Vielleicht muss man die Welt wirklich zu Grunde richten um überleben zu können. Wir Menschen sind das täglich gewöhnt.
Wir richten uns zugrunde um weiterleben zu können (irgendwie) Weil wir müssen....wir müssen aber NICHT im ATX traden - bis uns wieder die Socken brennen. Wir können diesmal eine Weile auch zusehen, wenn es brennt und wo, denn Rauch steigt schon genug auf. Wer verdient hat im ATX, ob jung oder alt, steigt aus um die Gewinne nicht aufs Spiel zu setzen. Zusteigen kann man immer, Aussteigen jedoch ist manchen nicht mehr möglich, da die Hoffnung zuletzt stirbt, das hat der trader im ATX bei der letzten Krise gelernt.

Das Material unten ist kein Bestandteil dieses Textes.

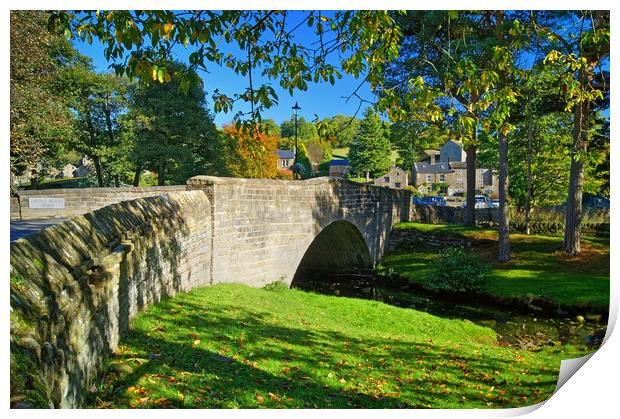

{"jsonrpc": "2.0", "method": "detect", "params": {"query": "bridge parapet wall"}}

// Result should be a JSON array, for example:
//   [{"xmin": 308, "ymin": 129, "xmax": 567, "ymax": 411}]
[
  {"xmin": 11, "ymin": 191, "xmax": 211, "ymax": 407},
  {"xmin": 10, "ymin": 176, "xmax": 411, "ymax": 407},
  {"xmin": 11, "ymin": 185, "xmax": 186, "ymax": 220},
  {"xmin": 188, "ymin": 176, "xmax": 411, "ymax": 286}
]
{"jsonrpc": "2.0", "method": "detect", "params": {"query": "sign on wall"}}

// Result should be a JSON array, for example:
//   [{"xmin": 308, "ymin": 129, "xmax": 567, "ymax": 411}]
[{"xmin": 28, "ymin": 197, "xmax": 65, "ymax": 208}]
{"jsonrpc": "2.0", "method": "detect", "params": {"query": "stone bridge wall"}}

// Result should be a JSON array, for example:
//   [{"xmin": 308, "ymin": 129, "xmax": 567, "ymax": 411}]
[
  {"xmin": 11, "ymin": 185, "xmax": 186, "ymax": 220},
  {"xmin": 11, "ymin": 177, "xmax": 411, "ymax": 407},
  {"xmin": 11, "ymin": 191, "xmax": 211, "ymax": 407}
]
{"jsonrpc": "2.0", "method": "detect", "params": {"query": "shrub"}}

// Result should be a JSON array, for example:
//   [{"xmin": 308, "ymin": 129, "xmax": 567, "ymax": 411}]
[{"xmin": 424, "ymin": 247, "xmax": 485, "ymax": 292}]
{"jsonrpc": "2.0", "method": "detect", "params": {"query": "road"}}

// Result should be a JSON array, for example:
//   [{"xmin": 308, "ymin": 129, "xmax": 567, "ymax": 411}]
[{"xmin": 11, "ymin": 218, "xmax": 68, "ymax": 241}]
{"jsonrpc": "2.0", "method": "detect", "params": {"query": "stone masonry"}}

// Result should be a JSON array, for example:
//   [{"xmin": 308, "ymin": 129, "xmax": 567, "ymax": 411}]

Deswegen traue ich mir gelinde zu sagen, daß wir im ATX die Hochs in 2011 bereits gesehen haben und das geschilderte Sentiment der trader in full swing ist wie man jetzt gerade auch bei der ERSTEN sieht, die bald bei 33,xx steht, dem sicheren Preis, bei dem einer der erfahrensten Banker und Trader der Republik, (Treichl) schon länger mitleidig lächelnd mit "Mörder-Gewinn" steuerfrei verkauft hat und damit veilleicht denselben Prozess eingeleitet hat, nur umgekehrt, als er seine Position damals "eiskalt" am TIEF geordert hatte.
Ich würde mir es sehr sehr gut überlegen eine österreichische Aktie zu kaufen (außer VAStahl und OMV). Am Börsenplatz der Meindl und Constantia Produkte fühle ich mich nicht besonders wohl. Dazu kommt, wenn die Wr Börse den Unterschied zwischen Zertifikat und Aktie nicht kennt, es offensichtlich noch immer an grundsätzlichen Grundlagen fehlt.
Zudem sind die meisten Unternehmen zu stark mit der Gunst politischer Parteien verstrickt (EVN, Flughafen) oder es gibt im Ausland einfach bessere Firmen derselben Branche (Banken, ganz vorne RI), die dem Aktiönär auch so etwas wie eine Dividende bieten.
Vielleicht denken andere ähnlich, die neue Steuer ist mir dabei völlig egal.
mfg
Ich halte mich auch eher zurück, man hat ja nur begrenztes Kapital, es gibt sicher wieder günstigere Einstiegskurse, bis dahin will ich die "Perlen" definieren, die ich dann in mein Depot nehmen will.